We know that the probability $P(k)$ of $k$ randomly chosen integers $(k \ge 2)$ from the set of natural number are coprime is
$$
P(k) = \frac{1}{\zeta(k)}.
$$
I am looking at a special case of this problem. Let $S_n$ be the set of all natural numbers which do not have a prime factor greater than $n$-th prime (i.e $S_n$ is the set of natural numbers that can be formed using only the first $n$ prime numbers). What is the probability $P(k, S_n)$ that $k$ randomly chosen integers $(k \ge 2)$ from the set $S_n$ are coprime?

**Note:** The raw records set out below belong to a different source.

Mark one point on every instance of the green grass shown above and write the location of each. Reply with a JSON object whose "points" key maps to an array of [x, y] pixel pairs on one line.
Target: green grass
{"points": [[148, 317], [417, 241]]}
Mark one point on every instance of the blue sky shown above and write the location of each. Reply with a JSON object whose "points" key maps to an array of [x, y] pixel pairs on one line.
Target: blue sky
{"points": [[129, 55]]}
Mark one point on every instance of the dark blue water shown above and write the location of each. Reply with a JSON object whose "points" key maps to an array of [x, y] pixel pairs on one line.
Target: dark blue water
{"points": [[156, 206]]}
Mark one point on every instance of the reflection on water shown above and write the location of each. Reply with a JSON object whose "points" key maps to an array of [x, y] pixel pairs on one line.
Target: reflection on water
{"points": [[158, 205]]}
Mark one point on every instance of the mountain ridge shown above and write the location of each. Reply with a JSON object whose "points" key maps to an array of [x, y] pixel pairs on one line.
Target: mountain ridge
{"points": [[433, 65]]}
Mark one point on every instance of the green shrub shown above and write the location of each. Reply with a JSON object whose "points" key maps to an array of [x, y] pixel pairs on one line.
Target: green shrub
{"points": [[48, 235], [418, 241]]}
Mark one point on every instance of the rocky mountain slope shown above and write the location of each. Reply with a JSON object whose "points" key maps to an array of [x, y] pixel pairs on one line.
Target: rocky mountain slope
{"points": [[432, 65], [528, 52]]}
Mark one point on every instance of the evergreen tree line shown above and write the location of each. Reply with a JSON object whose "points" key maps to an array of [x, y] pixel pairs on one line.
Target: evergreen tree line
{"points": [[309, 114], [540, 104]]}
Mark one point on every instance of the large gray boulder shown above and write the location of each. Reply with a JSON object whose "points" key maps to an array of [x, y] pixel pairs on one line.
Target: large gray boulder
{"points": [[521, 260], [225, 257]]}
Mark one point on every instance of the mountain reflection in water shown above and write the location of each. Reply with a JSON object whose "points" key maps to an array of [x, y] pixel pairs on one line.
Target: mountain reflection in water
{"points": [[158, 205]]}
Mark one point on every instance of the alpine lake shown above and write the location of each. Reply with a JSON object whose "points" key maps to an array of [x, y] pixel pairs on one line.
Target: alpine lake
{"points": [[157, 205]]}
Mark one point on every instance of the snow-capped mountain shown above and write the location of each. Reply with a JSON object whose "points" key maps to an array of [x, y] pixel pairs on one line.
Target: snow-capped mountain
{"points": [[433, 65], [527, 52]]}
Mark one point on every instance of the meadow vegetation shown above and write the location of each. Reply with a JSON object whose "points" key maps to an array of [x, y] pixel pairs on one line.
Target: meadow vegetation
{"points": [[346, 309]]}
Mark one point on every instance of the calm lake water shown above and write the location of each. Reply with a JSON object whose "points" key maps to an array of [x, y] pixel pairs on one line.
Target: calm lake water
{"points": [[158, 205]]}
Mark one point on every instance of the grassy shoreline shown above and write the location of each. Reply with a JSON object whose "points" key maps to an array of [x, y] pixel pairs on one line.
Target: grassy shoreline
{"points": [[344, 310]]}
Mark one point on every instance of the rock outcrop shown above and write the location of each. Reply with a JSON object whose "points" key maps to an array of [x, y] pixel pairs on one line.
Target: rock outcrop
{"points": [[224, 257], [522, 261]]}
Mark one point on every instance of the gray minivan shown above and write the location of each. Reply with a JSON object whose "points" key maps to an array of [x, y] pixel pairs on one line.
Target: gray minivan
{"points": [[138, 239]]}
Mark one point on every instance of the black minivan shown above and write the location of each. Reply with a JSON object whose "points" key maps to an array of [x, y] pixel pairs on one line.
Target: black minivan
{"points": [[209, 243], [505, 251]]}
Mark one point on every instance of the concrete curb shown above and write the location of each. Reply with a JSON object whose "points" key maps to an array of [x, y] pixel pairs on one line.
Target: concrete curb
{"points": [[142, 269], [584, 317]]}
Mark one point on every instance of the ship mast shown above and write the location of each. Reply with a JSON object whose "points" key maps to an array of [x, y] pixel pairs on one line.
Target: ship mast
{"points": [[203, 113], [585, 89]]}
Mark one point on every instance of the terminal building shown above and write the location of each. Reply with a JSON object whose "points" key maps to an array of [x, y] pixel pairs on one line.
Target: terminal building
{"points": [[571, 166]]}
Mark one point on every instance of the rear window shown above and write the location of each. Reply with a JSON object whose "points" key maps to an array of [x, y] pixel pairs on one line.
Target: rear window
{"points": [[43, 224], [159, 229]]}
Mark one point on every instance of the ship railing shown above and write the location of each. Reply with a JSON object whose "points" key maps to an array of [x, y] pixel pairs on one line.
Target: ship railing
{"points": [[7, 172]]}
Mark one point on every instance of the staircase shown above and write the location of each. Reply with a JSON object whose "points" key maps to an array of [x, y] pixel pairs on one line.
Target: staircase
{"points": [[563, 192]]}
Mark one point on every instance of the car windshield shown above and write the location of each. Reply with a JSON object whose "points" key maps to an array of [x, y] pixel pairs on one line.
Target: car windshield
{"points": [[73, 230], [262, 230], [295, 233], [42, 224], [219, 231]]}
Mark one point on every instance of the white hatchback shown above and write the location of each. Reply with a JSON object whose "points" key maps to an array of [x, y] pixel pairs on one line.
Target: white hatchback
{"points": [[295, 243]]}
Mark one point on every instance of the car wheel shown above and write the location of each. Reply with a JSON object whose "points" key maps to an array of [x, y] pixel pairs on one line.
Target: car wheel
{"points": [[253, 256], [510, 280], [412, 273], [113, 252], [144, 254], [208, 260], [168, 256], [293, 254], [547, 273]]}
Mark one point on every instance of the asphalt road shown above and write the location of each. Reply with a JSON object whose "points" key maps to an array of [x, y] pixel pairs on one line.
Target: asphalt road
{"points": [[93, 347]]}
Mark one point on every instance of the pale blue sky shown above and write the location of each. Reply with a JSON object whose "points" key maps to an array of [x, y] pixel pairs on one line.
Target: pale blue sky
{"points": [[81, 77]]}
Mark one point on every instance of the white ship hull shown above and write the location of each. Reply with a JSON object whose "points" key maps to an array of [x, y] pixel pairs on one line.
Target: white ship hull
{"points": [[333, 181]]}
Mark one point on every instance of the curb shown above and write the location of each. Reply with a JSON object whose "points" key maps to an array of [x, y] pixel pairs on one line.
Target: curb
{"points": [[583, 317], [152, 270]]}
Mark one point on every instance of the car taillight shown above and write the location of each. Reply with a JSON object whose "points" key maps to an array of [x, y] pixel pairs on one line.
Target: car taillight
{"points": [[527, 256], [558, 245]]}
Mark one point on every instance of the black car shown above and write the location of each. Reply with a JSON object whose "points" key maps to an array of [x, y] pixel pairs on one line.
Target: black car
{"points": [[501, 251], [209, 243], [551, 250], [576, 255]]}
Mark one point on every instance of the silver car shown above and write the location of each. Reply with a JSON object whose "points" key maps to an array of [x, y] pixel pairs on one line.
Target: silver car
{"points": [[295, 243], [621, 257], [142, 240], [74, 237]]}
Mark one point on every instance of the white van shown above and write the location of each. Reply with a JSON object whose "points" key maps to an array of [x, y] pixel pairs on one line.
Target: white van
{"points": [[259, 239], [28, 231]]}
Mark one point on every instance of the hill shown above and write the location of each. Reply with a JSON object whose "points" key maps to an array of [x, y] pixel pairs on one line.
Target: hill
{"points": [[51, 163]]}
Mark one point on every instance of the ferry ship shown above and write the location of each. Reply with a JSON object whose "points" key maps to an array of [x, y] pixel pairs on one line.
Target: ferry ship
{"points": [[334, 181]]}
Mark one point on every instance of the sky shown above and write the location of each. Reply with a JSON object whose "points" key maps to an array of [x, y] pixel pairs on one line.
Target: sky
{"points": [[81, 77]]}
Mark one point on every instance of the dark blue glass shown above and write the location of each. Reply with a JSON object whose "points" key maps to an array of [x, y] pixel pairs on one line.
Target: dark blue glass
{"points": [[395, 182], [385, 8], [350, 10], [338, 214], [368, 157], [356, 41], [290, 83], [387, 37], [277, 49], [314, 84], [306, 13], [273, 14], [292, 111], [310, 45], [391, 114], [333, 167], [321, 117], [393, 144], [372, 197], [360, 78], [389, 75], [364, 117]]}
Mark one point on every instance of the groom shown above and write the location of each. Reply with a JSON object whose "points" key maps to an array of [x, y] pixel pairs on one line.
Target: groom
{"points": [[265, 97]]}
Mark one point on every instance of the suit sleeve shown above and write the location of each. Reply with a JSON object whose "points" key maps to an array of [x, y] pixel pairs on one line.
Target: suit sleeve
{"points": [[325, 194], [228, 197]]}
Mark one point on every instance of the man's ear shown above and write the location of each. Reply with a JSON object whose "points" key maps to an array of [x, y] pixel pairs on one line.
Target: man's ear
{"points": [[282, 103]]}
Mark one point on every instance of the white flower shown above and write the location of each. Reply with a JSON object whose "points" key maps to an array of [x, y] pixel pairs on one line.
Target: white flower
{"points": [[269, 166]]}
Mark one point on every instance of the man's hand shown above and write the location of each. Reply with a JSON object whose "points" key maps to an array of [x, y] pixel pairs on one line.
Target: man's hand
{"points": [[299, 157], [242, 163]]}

I do not know the answer but I think it could be in a parametric form involving $n$ such that in the trivial case when $n\to \infty$, $P(k, S_{\infty}) = P(k) = 1/\zeta(k)$.
Edit: Explained the meaning of "all natural numbers."
Best Answer
First of all, note that there is no canonical notion of equidistribution on a countable set like the integers.
When asking for the probability that $k$ 'randomly chosen' integers are coprime, it is more-or-less intuitively clear what is meant by 'randomly chosen'. This is basically because the density of integers divisible by a given prime $p$ is (up to 'differences from rounding') the same in any interval $\{1, \dots, n\}$, namely $1/p$.
In your question this is not the case: for example in $S_4 \cap \{1, \dots, 10\}$, 5 of 10 numbers (= 50 percent) are even, while in $S_4 \cap \{1, \dots, 10^6\}$, 1070 of 1273 integers are even (which is about 84 percent) and in $S_4 \cap \{1, \dots, 10^{30}\}$, already 445064 of 462692 are even, which is about 96 percent.
So in order to make your question well-defined you need to be explicit about what you mean by 'randomly chosen'.